I am working on a merge sort function. I got the sort down - I am trying to get my merge part finished. Assume that I am learning C++, have cursory knowledge of pointers, and don't understand all the rules of std::vector::iterator's (or std::vector's, for that matter).
Assume that num is the size of the original std::vector that have copied (std::copy) values from an array of size "int ar[num]." Assume that farray has the values of (0 to (num / 2)) and sarray has the values of ((num / 2) to num).

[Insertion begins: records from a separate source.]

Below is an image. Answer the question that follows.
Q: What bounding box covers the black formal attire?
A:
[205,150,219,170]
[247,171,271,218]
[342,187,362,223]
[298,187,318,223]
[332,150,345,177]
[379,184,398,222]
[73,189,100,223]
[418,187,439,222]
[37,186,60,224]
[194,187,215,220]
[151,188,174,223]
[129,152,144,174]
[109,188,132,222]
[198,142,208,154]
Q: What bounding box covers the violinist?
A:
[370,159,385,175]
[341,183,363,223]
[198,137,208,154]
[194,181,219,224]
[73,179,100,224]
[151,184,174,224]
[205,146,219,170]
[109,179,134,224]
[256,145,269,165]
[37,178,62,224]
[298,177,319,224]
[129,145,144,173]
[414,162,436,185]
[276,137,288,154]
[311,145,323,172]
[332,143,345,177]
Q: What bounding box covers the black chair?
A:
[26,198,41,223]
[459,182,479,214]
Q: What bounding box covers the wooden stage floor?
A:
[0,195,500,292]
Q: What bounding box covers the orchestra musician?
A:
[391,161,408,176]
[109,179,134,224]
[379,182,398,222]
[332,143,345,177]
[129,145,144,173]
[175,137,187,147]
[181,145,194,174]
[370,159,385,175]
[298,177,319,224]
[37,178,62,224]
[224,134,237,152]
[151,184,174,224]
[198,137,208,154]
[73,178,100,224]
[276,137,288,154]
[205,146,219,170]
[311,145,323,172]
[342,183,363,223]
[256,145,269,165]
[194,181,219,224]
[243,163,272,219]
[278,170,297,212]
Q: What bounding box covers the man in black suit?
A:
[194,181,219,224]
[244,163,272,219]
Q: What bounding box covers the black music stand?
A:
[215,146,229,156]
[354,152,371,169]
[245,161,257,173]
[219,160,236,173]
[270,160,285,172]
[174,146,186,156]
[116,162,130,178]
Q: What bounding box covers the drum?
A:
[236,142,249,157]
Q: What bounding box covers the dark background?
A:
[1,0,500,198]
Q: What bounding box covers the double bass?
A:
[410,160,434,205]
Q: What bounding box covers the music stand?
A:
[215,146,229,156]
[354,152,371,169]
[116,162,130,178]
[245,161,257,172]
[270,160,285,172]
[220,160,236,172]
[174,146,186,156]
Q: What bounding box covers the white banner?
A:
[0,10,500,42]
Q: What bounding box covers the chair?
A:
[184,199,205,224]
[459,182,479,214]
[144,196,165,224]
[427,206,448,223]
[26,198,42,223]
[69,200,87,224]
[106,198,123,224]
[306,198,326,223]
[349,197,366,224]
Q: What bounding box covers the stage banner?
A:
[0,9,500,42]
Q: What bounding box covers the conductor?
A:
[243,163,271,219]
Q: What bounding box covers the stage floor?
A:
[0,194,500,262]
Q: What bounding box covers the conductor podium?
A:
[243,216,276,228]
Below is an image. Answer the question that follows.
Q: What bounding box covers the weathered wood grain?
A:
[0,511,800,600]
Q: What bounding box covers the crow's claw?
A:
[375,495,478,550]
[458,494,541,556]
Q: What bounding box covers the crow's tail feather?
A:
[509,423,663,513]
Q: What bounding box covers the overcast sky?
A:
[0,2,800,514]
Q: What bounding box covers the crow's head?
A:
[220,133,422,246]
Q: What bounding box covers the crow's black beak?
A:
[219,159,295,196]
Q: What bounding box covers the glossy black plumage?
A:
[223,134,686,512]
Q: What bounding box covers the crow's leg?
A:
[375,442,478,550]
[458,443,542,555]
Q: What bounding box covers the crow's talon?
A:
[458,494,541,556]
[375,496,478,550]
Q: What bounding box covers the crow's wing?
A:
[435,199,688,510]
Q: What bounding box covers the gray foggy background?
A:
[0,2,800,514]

int num = original.size();
std::vector<int> final(num);
for (std::vector<int>::iterator it = farray.begin(); it != farray.end(); ++it) {
for (std::vector<int>::iterator iter = sarray.begin(); iter != sarray.end(); ++iter) {
if (*it > *iter) final.push_back(*it);
else
final.push_back(*iter);
}
}
This code compiles and my latest stable build of Bloodshed Dev-C++ does not throw any warnings or errors. I don't know if this is valid, I still need to try and cout all the values of final. I just want to know if this is common, prone to errors, or just bad style. And, if so, how you would
It's valid... but a for loop probably isn't what you want. When you use two for loops, your inner loop keeps going back to the start every time the outer loop loops. So if your vectors contain:
farray: 10 9 8 4 3
sarray: 7 6 4 3 1
Then your final array will contain something like:
10 10 10 10 10 9 9 9 9 9 8 8 8 8 8 7 6 4 4 4 7 6 4 3 3
because you are testing every single combination, and adding the larger one to the final list. A better solution might be to remember an iterator for each list, and just use one loop. Rather than looping over a list, just go through both of them together - if sarray has the larger number, then increment your sarray iterator, and compare that with the old farray iterator. Stop your loop when both sarray and farray are empty.
vector<int> fiter = farray.begin();
vector<int> siter = sarray.begin();
vector<int> final;
// Let's traverse both farray and sarray.
// We'll want to stop this loop once we've traversed both lists.
while (fiter != farray.end() && siter != sarray.end())
{
if (fiter == farray.end())
{
// we must have gone right through farray -
// so use the value from sarray, and go to the next one
final.push_back(*siter);
siter++;
}
else if (siter == sarray.end())
{
// we must have gone right through sarray -
// so use the value from farray, and go to the next one
final.push_back(*fiter);
fiter++;
}
else if (*siter > *fiter)
{
// siter is the bigger of the two - add it to the final list, and
// go to the next sarray entry
final.push_back(*siter);
siter++;
}
else // *fiter >= *siter
{
// fiter is the bigger of the two - add it to the final list, and
// go to the next farray entry
final.push_back(*fiter);
fiter++;
}
}
I haven't tested it - and if this is for homework, then please try to understand what I've done, go away and write it yourself, rather than copy+paste.
Merge sort algorithm aside, nested for loop with iterator's is just as valid as nested for loops with two variables i and j.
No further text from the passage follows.